Will Mbeki Move to Put the Lid Back On? |
Publication | Sunday Independent |
Date | 2003-09-21 |
Web Link |
President Thabo Mbeki moved decisively this week to put an end to the potentially damaging war of words between the country's most senior prosecutor, Bulelani Ngcuka, and the second most senior politician in the country, Deputy President Jacob Zuma. The appointment of a judicial commission, headed by Joos Hefer, the former acting chief of justice, is to report within weeks on whether or not Ngcuka was an apartheid spy.
The question on the lips of politicians both within the ruling party and the opposition benches is: will it make embarrassing and acrimonious fight between two members of the ruling party go away? And will it clear the names of the strategic institution of the national directorate of public prosecutions and the crack investigating unit - the Scorpions - that operates under its umbrella?
Significantly, the commission will have no bearing on the three problems that will continue to haunt Zuma: how long will the "prima facie evidence" that he is corrupt stick? How will he weather what is likely to be a harrowing trial of his financial advisor, Schabir Shaik? And will the French authorities co-operate with the Scorpions in a way that will lead to the re-opening of their case against Zuma?
Joel Netshitenzhe, the spokesperson for the president's office, also confirmed this week that the intelligence services were investigating the circumstances surrounding a cabinet leak to the media claiming that Zuma had won the day in a showdown with Penuell Maduna, the justice minister. The element of the Zuma/Ngcuka row that has surprised seasoned politicians is the depth of political venom that has been acted out in public between two men who did not have a history of interaction. Zuma, a former Robben Island prisoner, exile and head of ANC intelligence, was of a different generation to Ngcuka, a young human rights lawyer swept up in the heady populism of the anti-apartheid United Democratic Front (UDF).
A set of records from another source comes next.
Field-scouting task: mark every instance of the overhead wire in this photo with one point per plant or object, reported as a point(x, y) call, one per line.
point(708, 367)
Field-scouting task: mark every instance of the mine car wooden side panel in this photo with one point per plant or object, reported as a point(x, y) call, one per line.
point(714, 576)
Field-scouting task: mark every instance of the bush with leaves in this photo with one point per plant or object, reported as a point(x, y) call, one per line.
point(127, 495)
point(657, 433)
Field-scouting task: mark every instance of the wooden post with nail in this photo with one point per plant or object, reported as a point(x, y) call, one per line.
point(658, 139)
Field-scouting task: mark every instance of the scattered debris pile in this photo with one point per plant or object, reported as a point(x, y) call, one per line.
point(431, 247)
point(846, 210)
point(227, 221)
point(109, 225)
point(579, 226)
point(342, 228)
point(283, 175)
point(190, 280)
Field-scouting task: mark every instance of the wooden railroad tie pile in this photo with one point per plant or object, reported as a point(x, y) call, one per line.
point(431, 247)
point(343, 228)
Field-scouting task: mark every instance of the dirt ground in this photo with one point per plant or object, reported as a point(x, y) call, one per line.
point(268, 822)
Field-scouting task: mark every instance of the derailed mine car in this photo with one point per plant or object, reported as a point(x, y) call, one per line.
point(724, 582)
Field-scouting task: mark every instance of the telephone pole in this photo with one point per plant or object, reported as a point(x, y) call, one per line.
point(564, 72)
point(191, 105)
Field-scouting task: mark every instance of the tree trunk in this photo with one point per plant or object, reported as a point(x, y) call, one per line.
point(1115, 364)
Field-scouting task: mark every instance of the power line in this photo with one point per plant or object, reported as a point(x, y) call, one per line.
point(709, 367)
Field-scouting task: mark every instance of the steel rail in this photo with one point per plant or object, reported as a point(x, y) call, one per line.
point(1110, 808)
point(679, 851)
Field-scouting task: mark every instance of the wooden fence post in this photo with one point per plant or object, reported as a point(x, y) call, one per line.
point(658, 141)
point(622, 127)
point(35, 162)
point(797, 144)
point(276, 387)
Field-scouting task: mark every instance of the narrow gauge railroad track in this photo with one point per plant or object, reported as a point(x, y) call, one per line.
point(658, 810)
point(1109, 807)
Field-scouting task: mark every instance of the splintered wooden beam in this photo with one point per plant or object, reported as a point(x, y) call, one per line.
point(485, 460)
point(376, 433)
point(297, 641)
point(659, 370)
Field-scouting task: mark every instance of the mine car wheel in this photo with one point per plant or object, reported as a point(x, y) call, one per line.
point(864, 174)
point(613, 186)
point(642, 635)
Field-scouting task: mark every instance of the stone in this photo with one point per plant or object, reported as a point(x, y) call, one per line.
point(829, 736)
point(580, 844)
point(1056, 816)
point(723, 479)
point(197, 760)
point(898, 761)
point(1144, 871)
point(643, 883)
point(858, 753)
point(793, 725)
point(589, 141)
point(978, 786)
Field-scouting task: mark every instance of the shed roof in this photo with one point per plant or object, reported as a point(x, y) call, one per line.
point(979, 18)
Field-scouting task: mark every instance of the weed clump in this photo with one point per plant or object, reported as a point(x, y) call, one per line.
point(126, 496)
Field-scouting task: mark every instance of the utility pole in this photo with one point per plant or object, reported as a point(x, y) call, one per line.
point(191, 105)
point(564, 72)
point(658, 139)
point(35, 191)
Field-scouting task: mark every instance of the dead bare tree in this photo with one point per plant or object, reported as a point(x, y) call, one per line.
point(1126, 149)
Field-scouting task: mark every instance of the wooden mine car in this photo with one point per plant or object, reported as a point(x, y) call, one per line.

What then lies behind the "spy" allegations against Ngcuka that led to a veteran ANC heavyweight, Mac Maharaj, confirming the existence of a file on Ngcuka, and a senior civil servant, Mo Shaik, appearing on a television programme brandishing thee top-secret file? There must have been a serious clash of cultures between the exiled ANC, whose code demanded total trust and loyalty as a pre-requisite for survival, and the more recent and progressive UDF, which is quicker to put the past behind it and move forward to strengthening the new democracy.
Even if Ngcuka did spy for the apartheid regime, it is debatable whether the matter is a priority for the society at large as long as he is good at his job and acts with integrity. But in exiled ANC ranks it is a matter of vital interest whether the country's top prosecutor - responsible for prosecuting errant ANC members such as Tony Yengeni and others - was a former apartheid spy. There are questions in the society - and within the government - whether the resources of the state should be used to put to rest a matter that is of far more interest to the ruling party than it is to the society at large.
It could be argued that - given the sensitivity of Ngcuka's function - it is a matter for the government. A counter view insists that the ANC should have cleared Ngcuka, but that could have backfired because the allegations were endorsed by a senior ANC member in the first place. The investigation into Zuma has been badly handled by the government. Zuma was shut out of the picture for nearly two years before questions were finally put to him and then it was done through the media. If Zuma had been seen to co-operate with the investigation from the start, the acrimony between him and Ngcuka might have been avoided.
In such a scenario, Mbeki could have urged Zuma to step back temporarily while the allegations were tested. Instead, the government's first spy leak has escalated into a damaging showdown within the ruling party, which a judicial system is unlikely to fix.
With acknowledgement to The Sunday Independent.